物資の探索中にゾンビに咬まれた紗枝は、モールに戻ったものの消毒処置を受けられず傷が悪化した。ひとえに"上の連中"が貴重な医薬品を独り占めして、下々の物資集めを強制された生存者に分け与えなかったからだ。
春斗が懇願し、土下座し、靴もナニも舐めて、電気ショック呪文を受けてのたうち回っても、ヤツらはガーゼひとつ寄越さなかった。
モールの集団内で支配者側にいた男の一人が、紗枝に懸想していたのもあったのだろう。靡かなかった腹いせだ。莫迦らしいにもほどがある。
雨の幕の向こうにぼんやりと、フラフラと覚束ない足取りで歩む死者たちが見える。
春斗は建物の暗い陰に身を潜めた。
アイツらの視力は暗くなると落ちる。昼間に遭遇したら、建物の中の暗がりに隠れて視線を遮れば、やり過ごせる。
紗枝が常々言っていたことだ。今みたいな状況を想定していたのか。探索中に集めた物資を少しずつ、方々に分散させて隠すことを提案してきたのも彼女だった。
ゾンビたちの姿が雨の向こうに見えなくなったことを確認して、春斗は歩き出す。
何もかもが重かった。
階段を上がり、かつてバールでこじ開けたドアを開けてくぐる。やっと着いた。ゾンビとかち合わずにここまで来られた。春斗は安堵にへたり込みそうになるも、奥のベッドルームへと急いだ。休んでいる暇なんてない。

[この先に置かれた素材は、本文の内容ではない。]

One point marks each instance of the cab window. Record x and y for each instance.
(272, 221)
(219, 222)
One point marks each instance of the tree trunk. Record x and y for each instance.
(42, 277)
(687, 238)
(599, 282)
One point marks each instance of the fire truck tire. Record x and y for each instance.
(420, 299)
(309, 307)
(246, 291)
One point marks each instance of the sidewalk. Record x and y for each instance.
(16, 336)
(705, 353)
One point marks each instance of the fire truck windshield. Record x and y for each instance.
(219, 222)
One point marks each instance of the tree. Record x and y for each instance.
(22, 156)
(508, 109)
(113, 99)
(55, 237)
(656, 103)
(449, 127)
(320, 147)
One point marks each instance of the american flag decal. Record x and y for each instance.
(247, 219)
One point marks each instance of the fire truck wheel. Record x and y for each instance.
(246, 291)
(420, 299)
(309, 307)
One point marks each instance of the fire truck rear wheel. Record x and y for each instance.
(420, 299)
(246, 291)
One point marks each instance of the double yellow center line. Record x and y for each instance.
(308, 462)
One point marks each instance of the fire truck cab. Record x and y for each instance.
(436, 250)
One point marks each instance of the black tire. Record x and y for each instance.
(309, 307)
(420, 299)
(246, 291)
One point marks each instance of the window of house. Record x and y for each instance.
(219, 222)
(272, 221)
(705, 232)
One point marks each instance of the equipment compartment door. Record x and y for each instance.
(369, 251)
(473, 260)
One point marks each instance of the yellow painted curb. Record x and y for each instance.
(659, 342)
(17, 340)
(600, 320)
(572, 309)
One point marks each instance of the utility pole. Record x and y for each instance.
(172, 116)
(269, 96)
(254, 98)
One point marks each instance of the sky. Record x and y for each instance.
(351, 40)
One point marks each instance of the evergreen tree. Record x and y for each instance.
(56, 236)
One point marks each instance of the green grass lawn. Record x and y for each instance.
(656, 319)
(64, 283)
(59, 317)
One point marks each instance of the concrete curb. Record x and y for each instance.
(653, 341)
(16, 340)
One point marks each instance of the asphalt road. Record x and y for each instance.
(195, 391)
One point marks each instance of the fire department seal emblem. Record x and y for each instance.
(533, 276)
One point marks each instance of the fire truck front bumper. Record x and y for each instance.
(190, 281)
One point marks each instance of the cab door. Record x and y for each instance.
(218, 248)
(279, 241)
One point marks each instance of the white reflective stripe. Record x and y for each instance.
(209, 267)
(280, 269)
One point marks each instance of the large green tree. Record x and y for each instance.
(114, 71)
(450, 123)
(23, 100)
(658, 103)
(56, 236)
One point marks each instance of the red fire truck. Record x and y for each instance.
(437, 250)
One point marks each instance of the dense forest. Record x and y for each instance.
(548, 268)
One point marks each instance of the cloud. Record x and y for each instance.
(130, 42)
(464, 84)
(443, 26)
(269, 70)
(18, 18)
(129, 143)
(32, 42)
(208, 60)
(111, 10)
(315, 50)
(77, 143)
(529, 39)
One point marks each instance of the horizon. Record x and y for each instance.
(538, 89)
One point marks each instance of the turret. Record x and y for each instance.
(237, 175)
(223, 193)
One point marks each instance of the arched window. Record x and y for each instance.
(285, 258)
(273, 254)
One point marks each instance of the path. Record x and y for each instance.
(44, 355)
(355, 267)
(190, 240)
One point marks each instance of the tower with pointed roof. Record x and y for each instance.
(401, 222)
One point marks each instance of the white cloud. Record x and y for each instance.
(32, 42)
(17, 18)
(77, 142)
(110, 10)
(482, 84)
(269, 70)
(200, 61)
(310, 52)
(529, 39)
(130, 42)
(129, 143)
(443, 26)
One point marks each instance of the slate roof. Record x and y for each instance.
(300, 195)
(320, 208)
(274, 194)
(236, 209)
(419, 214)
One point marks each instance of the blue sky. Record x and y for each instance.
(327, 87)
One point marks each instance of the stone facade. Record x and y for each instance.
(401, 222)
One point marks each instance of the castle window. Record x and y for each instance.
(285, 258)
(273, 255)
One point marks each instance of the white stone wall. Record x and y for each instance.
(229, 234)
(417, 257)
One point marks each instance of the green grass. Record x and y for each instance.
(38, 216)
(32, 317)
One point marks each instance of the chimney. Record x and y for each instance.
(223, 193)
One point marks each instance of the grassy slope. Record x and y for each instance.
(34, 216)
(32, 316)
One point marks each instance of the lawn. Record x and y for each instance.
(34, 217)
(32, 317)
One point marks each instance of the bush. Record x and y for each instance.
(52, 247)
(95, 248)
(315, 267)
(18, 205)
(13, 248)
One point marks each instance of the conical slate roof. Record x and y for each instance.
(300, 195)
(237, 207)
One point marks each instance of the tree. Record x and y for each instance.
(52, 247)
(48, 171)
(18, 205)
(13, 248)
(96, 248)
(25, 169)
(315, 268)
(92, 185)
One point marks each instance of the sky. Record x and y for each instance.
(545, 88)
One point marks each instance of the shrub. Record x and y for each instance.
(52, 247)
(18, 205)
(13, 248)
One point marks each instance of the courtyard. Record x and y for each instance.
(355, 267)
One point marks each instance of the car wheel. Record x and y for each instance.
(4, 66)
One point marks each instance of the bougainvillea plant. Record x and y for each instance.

紗枝をベッドに横たえる。ぐったりと力なく、されるがままで呼吸が荒い。濡れた衣服を脱がしてゆくと、白い肢体が顕わになった。
「ごめんねぇ、おっぱいなくて……」
うっすらと目を開けて力なく笑む紗枝と、春斗は目が合わせられない。
「いいからじっとしてて、拭くもの持ってくるから」
春斗はバスルームに積んでおいたタオルをありったけと救急キット抱えて戻ると、濡れた紗枝の身体を拭いた。雨水を吸ったタオルを放り、乾いたもので更に拭く。恥ずかしがっている余裕はなかった。憧れていた女の裸身にも、劣情は欠片も湧かない。拭いていると感じる体温の高さに、嫌な予感が頭を過る。そんな予感を振り払うように彼女から水を拭い取る。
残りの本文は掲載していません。